Computational methods for kinetic treatment of even
complicated chemical systems have been developed to a high
standard, and they will surely be further improved. As computer capacity becomes much more readily available in the
future, these methods will become more generally applicable.
The quality of the reaction model will then be the limiting
factor. The quality of models, however, largely depends on
the accuracy with which the kinetic constants of the particular elementary reactions are known. Therefore methods of
experimental determination and evaluation of kinetic constants will become more important.
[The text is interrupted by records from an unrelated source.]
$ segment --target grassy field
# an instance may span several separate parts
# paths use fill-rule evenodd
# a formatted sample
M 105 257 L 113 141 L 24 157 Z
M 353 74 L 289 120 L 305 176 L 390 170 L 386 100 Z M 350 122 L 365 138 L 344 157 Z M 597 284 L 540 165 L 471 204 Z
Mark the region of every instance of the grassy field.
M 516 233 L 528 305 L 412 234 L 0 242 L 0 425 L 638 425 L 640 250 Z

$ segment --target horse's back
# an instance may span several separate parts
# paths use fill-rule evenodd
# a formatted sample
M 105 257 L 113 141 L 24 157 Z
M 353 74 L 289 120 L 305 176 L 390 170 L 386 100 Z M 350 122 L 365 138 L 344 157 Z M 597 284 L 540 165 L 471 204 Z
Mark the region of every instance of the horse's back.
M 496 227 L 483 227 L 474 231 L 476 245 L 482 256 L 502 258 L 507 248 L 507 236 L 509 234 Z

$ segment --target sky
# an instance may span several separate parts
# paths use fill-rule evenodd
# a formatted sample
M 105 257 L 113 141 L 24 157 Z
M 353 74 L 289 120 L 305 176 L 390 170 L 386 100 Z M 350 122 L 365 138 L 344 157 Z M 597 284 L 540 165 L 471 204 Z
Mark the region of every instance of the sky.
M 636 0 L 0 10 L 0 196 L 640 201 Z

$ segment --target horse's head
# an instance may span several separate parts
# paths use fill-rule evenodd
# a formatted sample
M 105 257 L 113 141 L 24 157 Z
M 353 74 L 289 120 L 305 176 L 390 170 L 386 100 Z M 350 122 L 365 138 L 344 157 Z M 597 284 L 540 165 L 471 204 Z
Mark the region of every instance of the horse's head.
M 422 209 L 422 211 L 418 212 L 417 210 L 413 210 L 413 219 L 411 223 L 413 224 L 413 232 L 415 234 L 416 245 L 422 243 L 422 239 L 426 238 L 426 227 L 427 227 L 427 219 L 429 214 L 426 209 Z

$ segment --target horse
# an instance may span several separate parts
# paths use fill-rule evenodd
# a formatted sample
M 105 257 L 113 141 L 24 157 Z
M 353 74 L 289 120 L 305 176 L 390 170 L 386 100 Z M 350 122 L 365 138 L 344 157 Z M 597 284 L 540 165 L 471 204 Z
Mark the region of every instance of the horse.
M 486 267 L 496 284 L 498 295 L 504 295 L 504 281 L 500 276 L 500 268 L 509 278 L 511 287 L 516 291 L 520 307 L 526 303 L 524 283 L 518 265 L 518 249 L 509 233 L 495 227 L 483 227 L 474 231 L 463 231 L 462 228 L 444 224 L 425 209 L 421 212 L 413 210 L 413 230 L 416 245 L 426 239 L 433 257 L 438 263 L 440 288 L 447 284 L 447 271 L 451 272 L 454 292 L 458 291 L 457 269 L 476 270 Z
The application of such methods will initially be focused
upon more special problems such as the effect of additional
substances on reaction rates and product distributions. Within this kind of work the “inverse problem” and sensitivity
analysis play an important part in obtaining quantitative information. The scope of these methods will be enhanced if
they can be extended to the computation of heterogeneous
reactions too. For this type of reaction, absorption, desorption, and diffusion processes have to be included in the reaction scheme. This does not mean that the reaction models become more complicated. On the contrary, in catalytic processes the number of “important” elementary reactions is
comparatively small.
Although the methods outlined above may be viewed with
skepsis, perhaps due to the complicated mathematics involved, they nevertheless supply detailed information about
the mechanism and time dependence of complicated reactions and permit a fast and reliable simulation of the influences of different parameters on chemical reactions. This
is a significant progress in chemical kinetics.